The White Horse served as the setting of Shiner Bock's first-ever Super Bowl ad, a $1.2 million spot centered around Texas transplants in freshly purchased western wear being intimated by two-steppers. Jason James, whose new single "Let's Say Goodbye Like We Said Hello" soundtracks the commercial, plays the Comal Street dance hall on Saturday.
Levitation revealed the second hemisphere of its 2018 lineup Wednesday morning. Joining previously announced acts such as Ty Segall, Oh Sees, Electric Wizard, and Slowdive are the Make-Up, Russian Circles, Ariel Pink, Bedouine, and Diiv. The series, running April 26-29 at the usual Red River venues plus Emo's, represents a shifting to an individually ticketed, club-based model for the psychedelic gathering, which took last year off following a 2016 rainout.

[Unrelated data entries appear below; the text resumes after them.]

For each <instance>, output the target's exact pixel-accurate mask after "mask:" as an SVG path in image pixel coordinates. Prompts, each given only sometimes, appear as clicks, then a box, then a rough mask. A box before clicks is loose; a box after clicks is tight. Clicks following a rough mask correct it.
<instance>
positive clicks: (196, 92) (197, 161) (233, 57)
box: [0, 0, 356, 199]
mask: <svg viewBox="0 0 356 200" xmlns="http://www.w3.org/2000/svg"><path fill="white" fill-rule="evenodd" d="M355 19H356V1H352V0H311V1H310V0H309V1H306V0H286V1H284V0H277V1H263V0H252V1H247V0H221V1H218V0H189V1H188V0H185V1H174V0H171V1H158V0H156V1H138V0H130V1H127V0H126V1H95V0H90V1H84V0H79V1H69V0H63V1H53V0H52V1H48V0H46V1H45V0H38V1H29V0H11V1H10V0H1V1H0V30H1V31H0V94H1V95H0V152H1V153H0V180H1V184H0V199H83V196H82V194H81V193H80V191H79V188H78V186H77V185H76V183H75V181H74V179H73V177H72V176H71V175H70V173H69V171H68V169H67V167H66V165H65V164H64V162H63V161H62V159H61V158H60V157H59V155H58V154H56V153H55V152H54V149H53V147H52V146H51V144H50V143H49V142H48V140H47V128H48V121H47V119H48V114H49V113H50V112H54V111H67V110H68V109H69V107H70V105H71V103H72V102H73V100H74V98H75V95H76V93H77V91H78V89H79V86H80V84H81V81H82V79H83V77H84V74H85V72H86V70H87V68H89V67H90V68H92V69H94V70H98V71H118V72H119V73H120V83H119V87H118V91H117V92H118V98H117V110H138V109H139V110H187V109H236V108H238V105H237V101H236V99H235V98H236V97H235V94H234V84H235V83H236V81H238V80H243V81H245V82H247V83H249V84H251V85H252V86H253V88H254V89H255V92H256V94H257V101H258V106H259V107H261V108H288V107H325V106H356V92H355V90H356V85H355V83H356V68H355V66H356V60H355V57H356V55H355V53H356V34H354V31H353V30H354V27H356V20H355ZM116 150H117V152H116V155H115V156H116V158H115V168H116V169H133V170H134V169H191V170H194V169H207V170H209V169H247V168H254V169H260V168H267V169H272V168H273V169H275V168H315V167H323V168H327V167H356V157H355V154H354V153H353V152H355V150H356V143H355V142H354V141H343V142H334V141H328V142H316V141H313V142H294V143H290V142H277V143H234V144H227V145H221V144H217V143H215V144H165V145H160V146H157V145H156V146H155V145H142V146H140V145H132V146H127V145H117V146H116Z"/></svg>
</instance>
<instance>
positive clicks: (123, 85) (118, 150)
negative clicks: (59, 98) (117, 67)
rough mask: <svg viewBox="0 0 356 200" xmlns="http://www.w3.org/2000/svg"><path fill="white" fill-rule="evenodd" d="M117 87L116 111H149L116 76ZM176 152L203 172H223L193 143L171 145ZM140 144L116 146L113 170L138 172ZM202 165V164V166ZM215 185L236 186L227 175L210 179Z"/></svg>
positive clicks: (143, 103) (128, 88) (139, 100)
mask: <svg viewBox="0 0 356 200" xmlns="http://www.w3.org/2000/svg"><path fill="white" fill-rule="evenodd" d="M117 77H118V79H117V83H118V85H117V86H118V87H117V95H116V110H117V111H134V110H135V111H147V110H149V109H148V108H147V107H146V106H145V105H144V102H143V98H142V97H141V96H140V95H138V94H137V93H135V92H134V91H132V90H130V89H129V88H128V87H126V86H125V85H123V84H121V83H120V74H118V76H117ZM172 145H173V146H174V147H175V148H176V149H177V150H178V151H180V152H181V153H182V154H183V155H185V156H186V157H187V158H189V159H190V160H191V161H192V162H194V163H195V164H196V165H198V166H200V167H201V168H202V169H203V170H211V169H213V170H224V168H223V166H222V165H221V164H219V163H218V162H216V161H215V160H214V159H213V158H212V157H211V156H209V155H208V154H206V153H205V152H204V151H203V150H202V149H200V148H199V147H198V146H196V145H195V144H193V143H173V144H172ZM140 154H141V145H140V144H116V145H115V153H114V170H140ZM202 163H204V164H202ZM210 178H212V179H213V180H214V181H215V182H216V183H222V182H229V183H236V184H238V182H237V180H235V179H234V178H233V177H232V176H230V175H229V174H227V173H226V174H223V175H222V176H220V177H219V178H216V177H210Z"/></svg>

So many layers of secrecy surround the special guest performer at this year's Austin Music Awards that "Playback" might have to waterboard musical director Charlie Sexton to find out who it is. I'm assured it's a beloved artist on par with past special guests Robert Plant and Chrissie Hynde. Organizers have also added John Hiatt, Alejandro Escovedo, John Fullbright, Reggie Coby, Davíd Garza, Phoebe Hunt, and more to the extant lineup headlined by the Black Angels and Lucinda Williams. Tickets for the show, Feb. 28 at the Moody Theater, are on sale now: austinchronicle.com/austin-music-awards/show.
Willie Nelson postponed all of his February concerts as he recovers from the flu. The 84-year-old country music legend left the stage coughing during assured opener "Whiskey River" on Jan. 6 in San Diego and hasn't played a show since. Nelson's next Central Texas gig is on 4/20 at Whitewater Amphitheater in New Braunfels.